= History of Scotiabank Caribbean Carnival Toronto =

History of Scotiabank Toronto Caribbean Carnival is primarily the history of Caribana, given it used the name for most of its original years.

- History of Caribana (1967–71)

==1990s==

===1992===
 1992-08-01
 1.1 M or 1.5 M or 1.2

After the event, the City of Toronto forgave its outstanding debt. Hotel partnership formed.

===1993===
 1993-07-19
 1 M

In May, Caribana fired its operating chief. The Official Caribana Store and The Carnival Shop, located at College Park, and an Eaton's Caribana Shop at the Toronto Eaton Centre. At launch in Nathan Phillips Square, Premier Bob Rae calls the event a "beacon of hope" for all Canadians, as a symbol of racial harmony. "Carry a Can to Caribana" launched, in support of Daily Bread Food Bank.
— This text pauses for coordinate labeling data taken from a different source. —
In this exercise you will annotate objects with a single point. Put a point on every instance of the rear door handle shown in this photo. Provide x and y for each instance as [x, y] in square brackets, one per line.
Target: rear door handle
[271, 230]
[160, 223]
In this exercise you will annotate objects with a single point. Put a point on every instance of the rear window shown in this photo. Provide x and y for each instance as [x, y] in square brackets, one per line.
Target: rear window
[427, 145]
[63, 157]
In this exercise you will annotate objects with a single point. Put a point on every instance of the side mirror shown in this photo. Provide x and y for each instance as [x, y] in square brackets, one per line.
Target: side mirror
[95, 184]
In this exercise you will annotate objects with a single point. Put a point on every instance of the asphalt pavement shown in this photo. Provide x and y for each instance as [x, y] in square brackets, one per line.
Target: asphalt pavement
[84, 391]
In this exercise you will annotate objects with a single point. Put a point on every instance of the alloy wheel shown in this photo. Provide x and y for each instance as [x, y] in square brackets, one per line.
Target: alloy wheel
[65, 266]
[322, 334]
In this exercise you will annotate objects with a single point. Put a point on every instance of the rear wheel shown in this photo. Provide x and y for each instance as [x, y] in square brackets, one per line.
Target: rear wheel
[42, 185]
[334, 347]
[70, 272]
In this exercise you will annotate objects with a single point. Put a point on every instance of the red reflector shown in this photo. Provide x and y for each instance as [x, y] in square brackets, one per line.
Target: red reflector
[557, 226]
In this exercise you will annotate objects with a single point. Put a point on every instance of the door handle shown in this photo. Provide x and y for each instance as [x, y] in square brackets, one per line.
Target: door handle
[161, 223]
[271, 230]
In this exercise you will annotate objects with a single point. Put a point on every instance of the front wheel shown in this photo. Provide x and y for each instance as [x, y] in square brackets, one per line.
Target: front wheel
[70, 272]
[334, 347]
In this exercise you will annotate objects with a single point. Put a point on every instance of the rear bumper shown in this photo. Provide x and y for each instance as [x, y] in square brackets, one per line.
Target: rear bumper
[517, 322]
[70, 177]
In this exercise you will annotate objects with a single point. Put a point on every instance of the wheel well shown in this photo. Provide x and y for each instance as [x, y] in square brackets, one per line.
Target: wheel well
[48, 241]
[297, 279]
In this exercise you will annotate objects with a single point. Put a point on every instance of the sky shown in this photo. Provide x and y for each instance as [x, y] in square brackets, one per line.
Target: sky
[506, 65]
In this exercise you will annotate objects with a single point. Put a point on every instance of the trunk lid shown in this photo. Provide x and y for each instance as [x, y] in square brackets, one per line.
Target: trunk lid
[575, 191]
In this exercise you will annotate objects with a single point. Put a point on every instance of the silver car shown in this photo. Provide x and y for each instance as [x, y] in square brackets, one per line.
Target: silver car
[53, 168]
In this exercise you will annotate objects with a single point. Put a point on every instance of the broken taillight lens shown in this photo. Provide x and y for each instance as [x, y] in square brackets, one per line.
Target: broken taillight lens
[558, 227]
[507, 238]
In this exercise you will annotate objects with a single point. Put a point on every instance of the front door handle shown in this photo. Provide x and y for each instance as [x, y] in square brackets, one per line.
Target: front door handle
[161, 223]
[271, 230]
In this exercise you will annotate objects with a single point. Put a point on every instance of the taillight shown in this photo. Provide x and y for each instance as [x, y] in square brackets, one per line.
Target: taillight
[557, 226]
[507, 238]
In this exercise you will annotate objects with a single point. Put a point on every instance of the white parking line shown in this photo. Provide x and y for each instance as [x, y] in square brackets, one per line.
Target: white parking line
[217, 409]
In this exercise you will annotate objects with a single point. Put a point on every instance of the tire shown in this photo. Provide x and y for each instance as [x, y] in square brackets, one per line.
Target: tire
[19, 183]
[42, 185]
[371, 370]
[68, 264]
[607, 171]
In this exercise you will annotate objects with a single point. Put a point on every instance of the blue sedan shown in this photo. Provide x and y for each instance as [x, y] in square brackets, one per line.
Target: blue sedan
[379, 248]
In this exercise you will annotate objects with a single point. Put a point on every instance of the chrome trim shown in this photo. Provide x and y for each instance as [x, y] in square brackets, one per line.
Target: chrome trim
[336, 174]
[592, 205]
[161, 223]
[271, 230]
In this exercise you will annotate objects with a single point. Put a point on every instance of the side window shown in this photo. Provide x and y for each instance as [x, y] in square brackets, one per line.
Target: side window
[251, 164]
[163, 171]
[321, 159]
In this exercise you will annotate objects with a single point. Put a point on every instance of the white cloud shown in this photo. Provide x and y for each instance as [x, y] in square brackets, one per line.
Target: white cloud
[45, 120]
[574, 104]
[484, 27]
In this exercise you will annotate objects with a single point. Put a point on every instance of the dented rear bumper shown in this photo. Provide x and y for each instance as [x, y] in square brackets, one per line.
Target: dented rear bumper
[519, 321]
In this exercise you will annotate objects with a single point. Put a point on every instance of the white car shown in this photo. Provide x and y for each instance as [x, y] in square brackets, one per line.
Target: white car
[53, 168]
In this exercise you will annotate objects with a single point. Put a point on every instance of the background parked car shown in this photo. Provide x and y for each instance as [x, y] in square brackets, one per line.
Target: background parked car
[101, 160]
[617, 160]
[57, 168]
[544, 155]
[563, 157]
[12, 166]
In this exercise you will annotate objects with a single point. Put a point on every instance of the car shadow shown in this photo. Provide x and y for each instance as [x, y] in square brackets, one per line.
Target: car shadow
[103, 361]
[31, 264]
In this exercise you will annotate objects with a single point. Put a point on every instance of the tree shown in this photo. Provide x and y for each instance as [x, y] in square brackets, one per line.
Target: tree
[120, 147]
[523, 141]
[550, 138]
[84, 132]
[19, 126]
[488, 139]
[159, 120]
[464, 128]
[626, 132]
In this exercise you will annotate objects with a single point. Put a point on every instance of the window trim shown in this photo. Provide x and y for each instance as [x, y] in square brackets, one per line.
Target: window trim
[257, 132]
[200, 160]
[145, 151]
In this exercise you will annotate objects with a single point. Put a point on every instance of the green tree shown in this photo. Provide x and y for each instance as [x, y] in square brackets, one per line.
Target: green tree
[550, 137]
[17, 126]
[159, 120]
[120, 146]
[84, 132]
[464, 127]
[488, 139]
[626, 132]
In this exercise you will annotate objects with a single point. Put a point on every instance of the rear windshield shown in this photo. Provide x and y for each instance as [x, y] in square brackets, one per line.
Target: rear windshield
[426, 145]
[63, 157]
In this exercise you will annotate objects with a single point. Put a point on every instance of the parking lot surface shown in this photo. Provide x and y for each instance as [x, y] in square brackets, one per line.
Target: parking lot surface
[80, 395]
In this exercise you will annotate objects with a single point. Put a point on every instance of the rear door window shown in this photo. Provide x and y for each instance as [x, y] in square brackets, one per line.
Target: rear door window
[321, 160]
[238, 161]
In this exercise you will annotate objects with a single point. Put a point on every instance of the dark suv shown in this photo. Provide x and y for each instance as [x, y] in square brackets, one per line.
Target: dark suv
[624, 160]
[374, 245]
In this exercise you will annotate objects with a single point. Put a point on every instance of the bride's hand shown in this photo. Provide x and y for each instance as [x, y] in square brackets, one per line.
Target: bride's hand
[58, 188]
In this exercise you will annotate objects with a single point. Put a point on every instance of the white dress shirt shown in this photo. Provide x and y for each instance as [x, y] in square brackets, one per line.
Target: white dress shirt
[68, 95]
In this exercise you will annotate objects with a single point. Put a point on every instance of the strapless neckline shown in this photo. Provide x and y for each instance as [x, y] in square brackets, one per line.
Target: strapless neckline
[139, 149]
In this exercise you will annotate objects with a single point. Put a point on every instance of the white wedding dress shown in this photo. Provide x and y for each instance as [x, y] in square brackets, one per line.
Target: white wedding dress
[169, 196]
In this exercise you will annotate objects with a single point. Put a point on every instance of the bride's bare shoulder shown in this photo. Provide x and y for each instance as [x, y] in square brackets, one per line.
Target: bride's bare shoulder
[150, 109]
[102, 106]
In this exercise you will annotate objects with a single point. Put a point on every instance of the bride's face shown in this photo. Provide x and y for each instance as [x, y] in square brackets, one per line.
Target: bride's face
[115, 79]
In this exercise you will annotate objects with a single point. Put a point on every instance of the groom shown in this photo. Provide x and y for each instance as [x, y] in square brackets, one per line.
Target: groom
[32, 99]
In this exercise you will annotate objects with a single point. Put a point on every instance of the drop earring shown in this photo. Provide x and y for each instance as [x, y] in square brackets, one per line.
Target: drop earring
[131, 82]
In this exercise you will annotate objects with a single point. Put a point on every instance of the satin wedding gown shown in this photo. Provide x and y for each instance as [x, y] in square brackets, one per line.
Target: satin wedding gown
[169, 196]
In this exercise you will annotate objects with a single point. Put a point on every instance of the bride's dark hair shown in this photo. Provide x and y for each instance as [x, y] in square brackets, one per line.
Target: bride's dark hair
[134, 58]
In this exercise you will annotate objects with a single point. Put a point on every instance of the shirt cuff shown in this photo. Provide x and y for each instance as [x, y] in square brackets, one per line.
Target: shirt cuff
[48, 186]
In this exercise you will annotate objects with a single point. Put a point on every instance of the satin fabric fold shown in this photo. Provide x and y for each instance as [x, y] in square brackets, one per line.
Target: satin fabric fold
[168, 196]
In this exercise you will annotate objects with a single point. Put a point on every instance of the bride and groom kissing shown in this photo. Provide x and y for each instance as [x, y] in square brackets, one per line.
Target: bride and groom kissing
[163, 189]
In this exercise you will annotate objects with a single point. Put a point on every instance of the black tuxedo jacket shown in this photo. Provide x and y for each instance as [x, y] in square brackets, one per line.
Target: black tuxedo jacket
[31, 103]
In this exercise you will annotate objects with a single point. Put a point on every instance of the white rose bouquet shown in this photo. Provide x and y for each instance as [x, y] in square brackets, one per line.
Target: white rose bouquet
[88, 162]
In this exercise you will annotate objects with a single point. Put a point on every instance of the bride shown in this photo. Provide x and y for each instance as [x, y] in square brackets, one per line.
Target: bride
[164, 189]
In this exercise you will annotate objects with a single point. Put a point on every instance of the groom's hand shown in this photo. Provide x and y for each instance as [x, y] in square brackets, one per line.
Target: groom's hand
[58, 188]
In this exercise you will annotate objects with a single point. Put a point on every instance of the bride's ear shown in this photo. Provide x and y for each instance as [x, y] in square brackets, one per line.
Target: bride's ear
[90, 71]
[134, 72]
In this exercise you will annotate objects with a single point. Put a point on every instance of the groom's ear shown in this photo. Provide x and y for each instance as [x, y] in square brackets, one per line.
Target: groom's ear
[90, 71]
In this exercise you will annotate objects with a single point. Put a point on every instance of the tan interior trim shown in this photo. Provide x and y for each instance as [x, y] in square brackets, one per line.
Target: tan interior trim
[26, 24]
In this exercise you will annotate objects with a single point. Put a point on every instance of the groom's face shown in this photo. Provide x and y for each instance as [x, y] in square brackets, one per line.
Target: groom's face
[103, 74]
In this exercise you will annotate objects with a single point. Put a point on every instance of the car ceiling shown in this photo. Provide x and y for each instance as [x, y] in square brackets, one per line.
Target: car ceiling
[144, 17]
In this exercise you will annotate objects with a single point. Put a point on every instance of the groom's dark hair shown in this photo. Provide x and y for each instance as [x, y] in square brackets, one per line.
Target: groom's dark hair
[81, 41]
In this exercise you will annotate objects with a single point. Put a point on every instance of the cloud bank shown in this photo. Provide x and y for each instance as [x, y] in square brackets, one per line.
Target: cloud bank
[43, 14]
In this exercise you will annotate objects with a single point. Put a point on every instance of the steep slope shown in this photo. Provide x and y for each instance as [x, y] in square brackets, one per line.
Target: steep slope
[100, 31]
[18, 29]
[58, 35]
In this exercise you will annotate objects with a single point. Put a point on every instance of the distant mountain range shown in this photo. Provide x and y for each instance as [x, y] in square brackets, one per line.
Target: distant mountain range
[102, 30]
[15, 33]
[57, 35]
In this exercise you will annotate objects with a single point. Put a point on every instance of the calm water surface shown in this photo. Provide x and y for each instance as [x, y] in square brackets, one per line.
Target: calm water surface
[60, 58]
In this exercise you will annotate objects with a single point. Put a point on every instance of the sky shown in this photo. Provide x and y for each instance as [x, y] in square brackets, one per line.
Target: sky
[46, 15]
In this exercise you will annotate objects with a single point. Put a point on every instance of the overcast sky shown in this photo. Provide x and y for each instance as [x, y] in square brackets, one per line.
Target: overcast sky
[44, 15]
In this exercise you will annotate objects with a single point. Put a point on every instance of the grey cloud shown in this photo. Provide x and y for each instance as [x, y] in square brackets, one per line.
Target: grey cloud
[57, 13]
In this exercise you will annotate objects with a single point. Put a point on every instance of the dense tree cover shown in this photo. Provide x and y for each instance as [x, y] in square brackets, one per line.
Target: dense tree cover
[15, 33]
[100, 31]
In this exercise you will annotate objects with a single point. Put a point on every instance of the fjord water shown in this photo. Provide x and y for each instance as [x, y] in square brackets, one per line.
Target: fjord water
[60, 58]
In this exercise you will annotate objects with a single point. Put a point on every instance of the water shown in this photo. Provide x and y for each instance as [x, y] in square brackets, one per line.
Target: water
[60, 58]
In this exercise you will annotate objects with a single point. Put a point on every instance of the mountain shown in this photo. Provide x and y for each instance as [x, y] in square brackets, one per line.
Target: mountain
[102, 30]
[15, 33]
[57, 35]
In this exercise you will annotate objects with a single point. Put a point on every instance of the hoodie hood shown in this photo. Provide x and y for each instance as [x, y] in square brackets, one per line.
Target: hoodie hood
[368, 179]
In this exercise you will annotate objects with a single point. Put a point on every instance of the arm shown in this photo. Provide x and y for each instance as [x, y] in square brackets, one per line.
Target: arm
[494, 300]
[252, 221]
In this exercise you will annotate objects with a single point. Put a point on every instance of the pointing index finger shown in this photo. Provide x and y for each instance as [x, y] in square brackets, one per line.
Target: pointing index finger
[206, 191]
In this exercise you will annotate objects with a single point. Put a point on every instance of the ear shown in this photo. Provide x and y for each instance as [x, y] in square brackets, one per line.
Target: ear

Caribana Marketplace covered market added at Marilyn Bell Park. Non-profit Antillana, which promotes francophone culture in Metro Toronto, brought groups from French Caribbean countries. A well-behaved crowd and barricades along the entire parade route contributed to an incident-free parade. 28C weather resulted in 60 cases of heat exhaustion. Many bands used the environment as a theme. "Wow Donkey" was the unofficial anthem of the year. With attendance down, the board chair blamed the federal and provincial tourism ministries for not funding their American advertising campaign. He continued that a "costume can cost $11,000. It's time that Caribana had the same respect as the National Ballet. It's not perceived as a serious cultural and economic force by the moguls in government who are still using the European definition of culture."